Des rappeurs improvisent un rap sur la place Sainte-Catherine. Une vieille dame crie après son chien dans le Parc royal. Les freins du métro Madou crissent dans un bruit strident. Tous ces bruits correspondent à une nouvelle manière de visiter Bruxelles via Brussels Sound Map, une carte virtuelle reprenant des sons enregistrés aux quatre coins de la ville.

Au départ, l’idée provient d’une haute école. « Un projet pilote à été réalisé par les élèves du Rits (le département de technique audiovisuelle de la Erasmus Hogeschool, NDLR). Pendant un an, ils ont récolté des sons représentatifs de la vie bruxelloise. Ils ont ensuite collé ces sons à une carte, dit Séverine Janssen, coordinatrice de l’ASBL Bruxelles nous appartient. Par la suite, nous avons repensé la totalité du concept pour l’ouvrir non seulement aux autres professionnels, mais aussi aux amateurs. » En 2012, la carte est mise en ligne.

L’objectif est simple : « donner une identité sonore à la ville », explique la coordinatrice.

Déjà plus de 250 enregistrements sont disponibles sur la carte. Ils sont variés : discussion de groupe, son d’ambiance, chanson, cris en tous genres…

Comment faire pour écouter les sons enregistrés ? Rien de plus simple, il suffit de cliquer sur les drapeaux rouges de la carte. L’auditeur se retrouve alors directement imprégné de l’ambiance sonore des lieux.

Les sons sur la carte sont divisés en thèmes : nature, industriel, manifestation… « Nous travaillons actuellement sur le développement des sous-sections pour que l’utilisateur cible plus facilement ses préférences », note Séverine Janssens.

La carte est participative, cela signifie que chacun peut ajouter son enregistrement comme bon lui semble. « Il suffit de cliquer sur l’onglet Contribute. L’utilisateur peut ajouter en plus un bref descriptif et une photo pour rendre la chose encore plus vivante », dit la coordinatrice.

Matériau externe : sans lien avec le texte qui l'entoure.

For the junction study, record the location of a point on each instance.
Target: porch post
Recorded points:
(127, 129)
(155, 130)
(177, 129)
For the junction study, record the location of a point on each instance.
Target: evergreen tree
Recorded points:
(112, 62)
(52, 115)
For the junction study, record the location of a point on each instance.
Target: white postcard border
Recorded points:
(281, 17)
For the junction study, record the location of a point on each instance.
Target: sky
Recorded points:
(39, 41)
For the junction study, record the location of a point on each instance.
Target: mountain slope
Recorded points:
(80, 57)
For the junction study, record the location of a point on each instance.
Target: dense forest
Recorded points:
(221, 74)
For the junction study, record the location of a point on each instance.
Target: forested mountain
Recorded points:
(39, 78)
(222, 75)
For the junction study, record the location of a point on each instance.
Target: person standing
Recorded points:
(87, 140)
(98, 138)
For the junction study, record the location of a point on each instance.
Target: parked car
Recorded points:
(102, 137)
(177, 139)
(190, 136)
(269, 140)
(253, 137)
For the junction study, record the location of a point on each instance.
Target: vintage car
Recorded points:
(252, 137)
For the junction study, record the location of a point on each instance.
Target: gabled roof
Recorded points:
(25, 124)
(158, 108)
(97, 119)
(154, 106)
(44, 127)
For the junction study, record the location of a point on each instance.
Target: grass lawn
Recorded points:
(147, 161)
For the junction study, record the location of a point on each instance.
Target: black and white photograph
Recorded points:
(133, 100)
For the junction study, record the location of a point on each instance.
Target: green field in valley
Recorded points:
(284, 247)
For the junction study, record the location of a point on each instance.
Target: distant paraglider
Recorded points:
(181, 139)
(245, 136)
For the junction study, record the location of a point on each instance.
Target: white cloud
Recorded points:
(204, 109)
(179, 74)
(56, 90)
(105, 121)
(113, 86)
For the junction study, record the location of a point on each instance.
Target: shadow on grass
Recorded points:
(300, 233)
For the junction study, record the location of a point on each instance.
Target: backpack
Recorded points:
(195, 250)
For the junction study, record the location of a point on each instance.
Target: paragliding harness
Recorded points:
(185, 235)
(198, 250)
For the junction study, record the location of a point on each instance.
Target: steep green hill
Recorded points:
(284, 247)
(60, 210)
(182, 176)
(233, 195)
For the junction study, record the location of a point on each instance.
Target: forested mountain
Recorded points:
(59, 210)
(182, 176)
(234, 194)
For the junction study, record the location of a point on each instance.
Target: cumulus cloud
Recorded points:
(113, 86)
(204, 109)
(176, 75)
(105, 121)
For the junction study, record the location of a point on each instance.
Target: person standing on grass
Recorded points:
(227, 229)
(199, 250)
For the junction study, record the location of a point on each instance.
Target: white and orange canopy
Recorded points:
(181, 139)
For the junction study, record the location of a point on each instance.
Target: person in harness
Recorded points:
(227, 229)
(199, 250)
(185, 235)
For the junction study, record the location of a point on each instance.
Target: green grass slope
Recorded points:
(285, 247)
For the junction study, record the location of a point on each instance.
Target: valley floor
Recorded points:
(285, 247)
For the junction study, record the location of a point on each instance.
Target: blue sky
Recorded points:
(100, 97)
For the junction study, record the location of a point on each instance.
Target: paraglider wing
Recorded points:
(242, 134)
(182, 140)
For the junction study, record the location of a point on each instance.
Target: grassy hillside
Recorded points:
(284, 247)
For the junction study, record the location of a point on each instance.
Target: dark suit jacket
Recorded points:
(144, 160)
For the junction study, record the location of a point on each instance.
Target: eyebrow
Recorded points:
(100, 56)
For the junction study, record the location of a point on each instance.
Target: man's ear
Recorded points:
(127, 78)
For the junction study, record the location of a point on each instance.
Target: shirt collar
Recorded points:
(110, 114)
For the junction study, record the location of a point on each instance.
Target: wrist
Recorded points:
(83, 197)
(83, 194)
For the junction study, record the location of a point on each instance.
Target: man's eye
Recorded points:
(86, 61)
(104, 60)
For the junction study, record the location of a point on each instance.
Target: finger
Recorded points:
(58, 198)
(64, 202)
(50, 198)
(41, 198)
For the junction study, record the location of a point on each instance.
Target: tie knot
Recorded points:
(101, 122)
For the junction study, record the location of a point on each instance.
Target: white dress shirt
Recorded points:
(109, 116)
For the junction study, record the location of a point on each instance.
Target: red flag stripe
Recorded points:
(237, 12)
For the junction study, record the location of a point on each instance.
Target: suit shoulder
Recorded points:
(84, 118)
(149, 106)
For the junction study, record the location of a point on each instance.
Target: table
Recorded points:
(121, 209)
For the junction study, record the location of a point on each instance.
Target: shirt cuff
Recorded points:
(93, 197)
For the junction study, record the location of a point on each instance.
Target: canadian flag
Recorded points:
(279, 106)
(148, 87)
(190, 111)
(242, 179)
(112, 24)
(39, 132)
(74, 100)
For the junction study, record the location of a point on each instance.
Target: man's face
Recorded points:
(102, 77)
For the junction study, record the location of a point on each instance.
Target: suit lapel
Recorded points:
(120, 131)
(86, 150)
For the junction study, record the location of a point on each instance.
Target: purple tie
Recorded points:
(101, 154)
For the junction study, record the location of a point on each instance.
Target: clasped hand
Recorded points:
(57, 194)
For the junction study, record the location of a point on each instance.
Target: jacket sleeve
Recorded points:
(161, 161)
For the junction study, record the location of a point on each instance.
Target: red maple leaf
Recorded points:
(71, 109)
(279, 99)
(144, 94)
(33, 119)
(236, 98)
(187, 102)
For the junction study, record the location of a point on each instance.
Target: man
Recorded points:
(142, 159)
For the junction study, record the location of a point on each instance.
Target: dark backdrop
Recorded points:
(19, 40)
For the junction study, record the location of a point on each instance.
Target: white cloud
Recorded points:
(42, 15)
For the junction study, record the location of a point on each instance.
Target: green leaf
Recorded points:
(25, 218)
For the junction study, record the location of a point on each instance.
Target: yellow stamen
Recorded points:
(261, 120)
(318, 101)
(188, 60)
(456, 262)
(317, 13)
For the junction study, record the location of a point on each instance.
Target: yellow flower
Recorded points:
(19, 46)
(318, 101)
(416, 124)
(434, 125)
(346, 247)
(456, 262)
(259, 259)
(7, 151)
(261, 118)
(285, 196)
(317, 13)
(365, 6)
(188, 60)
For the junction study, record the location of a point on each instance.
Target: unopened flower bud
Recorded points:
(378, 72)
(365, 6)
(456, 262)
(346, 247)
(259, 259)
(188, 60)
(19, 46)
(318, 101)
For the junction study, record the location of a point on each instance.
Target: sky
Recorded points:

L’ASBL écoute chaque nouveau son ajouté et le valide s’il correspond au projet. Ce processus de validation est maintenu pour éviter tout « débordement ».

Avec les technologies du moment, « les sons enregistrés avec les smartphones sont tout à fait recevables », note l’ingénieur du son de l’ASBL. De nombreux endroits de la ville demeurent encore aphones, à chacun de leur donner de la voix.